I will denote $\operatorname{up}\mu$ the set of all binary relations $U$ on $\mho$ such that $Ux$ (where $U$ is considered as a multivalued function) is a neighborhood of $x$ for every $x\in\mho$.
Let it is known that binary relation $U_0=P_0\circ Q_0^{-1}$ for $P_0,Q_0\in\operatorname{up}\mu$ and $(U_0\circ U_0^{-1}) \cap A\times B = \emptyset$ for some disjoint closed sets $A$ and $B$ (that is vaguely saying, $A$ and $B$ are "separated" by $U_0$).

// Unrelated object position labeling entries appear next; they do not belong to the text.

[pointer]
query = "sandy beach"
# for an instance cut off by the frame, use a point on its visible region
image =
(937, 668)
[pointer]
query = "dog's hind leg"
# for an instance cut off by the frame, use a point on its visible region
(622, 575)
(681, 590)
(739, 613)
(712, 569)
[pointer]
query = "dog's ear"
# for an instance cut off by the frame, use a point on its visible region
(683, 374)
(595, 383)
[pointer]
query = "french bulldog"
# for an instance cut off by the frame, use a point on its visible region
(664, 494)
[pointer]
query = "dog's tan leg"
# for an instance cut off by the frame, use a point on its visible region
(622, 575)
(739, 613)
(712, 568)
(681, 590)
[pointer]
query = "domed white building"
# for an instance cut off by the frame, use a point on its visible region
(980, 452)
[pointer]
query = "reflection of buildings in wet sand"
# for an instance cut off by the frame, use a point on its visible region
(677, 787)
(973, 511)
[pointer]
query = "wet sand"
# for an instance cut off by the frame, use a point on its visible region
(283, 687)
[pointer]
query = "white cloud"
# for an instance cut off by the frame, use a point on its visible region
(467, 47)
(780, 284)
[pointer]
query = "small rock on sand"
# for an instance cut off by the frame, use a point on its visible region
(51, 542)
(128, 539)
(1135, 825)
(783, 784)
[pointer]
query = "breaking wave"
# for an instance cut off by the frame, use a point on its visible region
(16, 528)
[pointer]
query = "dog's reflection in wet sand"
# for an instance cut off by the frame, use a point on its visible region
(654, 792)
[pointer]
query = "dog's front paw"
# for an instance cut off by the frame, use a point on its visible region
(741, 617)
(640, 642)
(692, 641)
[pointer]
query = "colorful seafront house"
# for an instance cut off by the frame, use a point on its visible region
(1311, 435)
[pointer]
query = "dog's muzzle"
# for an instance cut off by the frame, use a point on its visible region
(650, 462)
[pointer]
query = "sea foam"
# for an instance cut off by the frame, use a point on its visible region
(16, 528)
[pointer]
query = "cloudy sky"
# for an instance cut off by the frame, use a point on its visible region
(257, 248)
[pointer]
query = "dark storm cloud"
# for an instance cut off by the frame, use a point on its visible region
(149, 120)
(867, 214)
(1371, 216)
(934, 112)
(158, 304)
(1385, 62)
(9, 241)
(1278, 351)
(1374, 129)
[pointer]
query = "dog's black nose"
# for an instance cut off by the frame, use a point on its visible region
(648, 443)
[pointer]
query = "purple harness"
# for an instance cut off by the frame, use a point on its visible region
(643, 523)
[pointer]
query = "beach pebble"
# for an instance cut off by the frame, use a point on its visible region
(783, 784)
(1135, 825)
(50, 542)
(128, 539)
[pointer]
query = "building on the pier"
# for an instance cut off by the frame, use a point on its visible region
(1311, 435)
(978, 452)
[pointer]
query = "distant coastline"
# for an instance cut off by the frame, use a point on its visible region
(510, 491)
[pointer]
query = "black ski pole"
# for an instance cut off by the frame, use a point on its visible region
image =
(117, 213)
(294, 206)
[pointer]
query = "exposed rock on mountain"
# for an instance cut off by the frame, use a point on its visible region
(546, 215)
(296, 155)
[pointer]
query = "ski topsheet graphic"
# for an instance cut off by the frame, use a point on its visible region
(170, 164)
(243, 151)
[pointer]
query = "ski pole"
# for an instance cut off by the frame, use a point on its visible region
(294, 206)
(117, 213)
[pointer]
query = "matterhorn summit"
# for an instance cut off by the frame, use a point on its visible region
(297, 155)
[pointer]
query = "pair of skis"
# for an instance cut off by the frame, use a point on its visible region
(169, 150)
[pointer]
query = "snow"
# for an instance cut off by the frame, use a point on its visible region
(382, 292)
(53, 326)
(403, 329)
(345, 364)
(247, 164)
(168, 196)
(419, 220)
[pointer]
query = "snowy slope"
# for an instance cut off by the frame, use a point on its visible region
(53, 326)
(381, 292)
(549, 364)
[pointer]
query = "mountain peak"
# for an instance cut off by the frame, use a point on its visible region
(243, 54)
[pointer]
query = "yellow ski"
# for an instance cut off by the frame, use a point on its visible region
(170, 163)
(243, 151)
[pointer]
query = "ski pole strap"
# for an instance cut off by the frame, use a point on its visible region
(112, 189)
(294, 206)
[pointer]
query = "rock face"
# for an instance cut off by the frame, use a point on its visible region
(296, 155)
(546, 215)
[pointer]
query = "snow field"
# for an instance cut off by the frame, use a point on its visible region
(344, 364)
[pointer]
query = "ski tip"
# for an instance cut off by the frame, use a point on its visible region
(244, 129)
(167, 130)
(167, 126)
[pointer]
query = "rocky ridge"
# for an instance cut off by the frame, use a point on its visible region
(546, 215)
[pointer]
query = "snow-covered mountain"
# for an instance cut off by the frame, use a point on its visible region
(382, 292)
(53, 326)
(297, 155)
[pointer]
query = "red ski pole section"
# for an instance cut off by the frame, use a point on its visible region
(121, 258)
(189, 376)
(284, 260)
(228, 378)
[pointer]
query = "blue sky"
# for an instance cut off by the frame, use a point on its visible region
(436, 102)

Prove (or disprove) existence of binary relation $U_1=P_1\circ Q_1$ where $P_1,Q_1\in\operatorname{up}\mu$ such that $U_0\supseteq U_1\circ U_1^{-1}$ and $(U_1\circ U_1^{-1}) \cap A\times B = \emptyset$.

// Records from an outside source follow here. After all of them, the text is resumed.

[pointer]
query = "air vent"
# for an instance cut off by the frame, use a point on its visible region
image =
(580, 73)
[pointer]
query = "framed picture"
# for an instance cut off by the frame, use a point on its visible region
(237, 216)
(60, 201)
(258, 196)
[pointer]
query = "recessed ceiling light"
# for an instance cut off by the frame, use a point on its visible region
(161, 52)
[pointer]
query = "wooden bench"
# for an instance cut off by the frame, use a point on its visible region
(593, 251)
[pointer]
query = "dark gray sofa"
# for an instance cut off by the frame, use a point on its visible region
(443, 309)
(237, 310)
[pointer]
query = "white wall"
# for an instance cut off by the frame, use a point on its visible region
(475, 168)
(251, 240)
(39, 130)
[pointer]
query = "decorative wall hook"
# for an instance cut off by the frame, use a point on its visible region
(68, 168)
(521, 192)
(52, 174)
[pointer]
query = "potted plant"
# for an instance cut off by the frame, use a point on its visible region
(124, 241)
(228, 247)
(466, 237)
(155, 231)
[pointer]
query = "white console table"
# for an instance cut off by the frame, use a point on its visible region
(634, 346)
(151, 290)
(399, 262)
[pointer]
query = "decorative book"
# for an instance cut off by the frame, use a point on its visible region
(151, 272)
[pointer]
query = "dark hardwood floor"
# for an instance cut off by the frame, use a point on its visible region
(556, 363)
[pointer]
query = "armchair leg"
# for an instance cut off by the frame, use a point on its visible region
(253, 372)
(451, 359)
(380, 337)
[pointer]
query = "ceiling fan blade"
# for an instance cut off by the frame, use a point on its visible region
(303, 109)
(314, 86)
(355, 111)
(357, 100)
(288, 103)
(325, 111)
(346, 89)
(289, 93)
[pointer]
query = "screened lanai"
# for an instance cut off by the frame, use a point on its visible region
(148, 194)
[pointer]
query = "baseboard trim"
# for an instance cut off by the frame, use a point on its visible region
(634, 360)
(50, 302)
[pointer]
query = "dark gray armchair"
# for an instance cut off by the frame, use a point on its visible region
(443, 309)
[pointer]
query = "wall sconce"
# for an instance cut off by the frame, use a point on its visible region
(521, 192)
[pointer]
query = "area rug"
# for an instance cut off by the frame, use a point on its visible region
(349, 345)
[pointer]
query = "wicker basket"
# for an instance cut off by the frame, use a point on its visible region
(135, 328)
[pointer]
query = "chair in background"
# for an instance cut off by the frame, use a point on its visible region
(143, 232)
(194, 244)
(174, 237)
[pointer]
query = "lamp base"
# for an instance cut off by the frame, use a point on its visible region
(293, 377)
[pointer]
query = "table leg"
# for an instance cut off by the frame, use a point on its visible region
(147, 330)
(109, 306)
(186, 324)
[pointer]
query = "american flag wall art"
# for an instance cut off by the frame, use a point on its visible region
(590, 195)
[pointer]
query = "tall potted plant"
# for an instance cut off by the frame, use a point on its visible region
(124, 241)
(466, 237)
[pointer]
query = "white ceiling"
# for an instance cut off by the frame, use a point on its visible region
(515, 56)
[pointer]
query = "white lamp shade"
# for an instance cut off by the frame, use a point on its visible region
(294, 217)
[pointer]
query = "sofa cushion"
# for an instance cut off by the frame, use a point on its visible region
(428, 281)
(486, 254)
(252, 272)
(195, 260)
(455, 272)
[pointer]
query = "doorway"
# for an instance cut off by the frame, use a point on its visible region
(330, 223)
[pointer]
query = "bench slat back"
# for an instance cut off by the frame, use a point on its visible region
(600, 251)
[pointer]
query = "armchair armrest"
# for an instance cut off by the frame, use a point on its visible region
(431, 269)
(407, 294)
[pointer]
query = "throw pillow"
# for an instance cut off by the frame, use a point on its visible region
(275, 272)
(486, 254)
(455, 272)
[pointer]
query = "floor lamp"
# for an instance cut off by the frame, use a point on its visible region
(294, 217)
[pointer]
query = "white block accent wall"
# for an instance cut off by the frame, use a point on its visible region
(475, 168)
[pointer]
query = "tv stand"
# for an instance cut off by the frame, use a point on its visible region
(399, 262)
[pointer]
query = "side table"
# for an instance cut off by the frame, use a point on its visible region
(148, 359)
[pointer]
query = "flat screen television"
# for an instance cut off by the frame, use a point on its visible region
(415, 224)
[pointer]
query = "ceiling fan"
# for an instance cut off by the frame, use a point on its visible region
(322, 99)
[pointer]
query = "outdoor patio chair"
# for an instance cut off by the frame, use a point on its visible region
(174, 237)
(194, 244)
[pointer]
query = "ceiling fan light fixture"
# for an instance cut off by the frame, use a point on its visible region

Hint: A topological space $\mu$ is normal if and only if for every $P\in\operatorname{up}\mu$ there exists $Q\in\operatorname{up}\mu$ such that $Q\circ Q^{-1}\circ Q\circ Q^{-1} \subseteq P\circ P^{-1}$. (I have a proof of this statement but it uses theory of funcoids, which is not widely known.)
Let's find such an $U_1$ that $\neg \left( A \mathrel{[U_1 \circ U_1^{- 1}]^{\ast}} B \right)$:
We have $\neg \left( A \mathrel{[U_0 \circ U_0^{- 1}]^{\ast}} B \right)$.
By normality (see the hint in the question) $\neg \left( A \mathrel{[U' \circ U'^{- 1} \circ U' \circ U'^{- 1}]^{\ast}} B \right)$ for some $U' \in \operatorname{up} \mu$.
Take $Z = U' \circ U'^{- 1}$.
$\neg \left( A \mathrel{[Z \circ Z^{- 1}]^{\ast}} B \right)$.
$U_0 \supseteq P \circ P^{- 1}$ where $P\in\operatorname{up}\mu$, thus by normality $U_0 \supseteq Q \circ Q^{- 1} \circ Q \circ Q^{- 1}$ where $Q\in\operatorname{up}\mu$. Thus there exists $W \in \operatorname{up} \mu$ such that $U_0 \supseteq W \circ W^{- 1} \circ W \circ W^{- 1}$. Thus take $T = W \circ W^{- 1}$ and we have $U_0 \supseteq T \circ T^{- 1}$.
Take $U_1 = Z \cap T$. Because $\mu$ is a topological space (or more generally a complete funcoid (note that it does not hold for arbitary funcoids)), we have $U_1 \in \operatorname{up} \mu$.
$U_0 \supseteq U_1 \circ U_1^{- 1}$ because $U_1 \subseteq T$; $\neg \left( A \mathrel{[U_1 \circ U_1^{- 1}]^{\ast}} B \right)$ because $U_1 \subseteq Z$.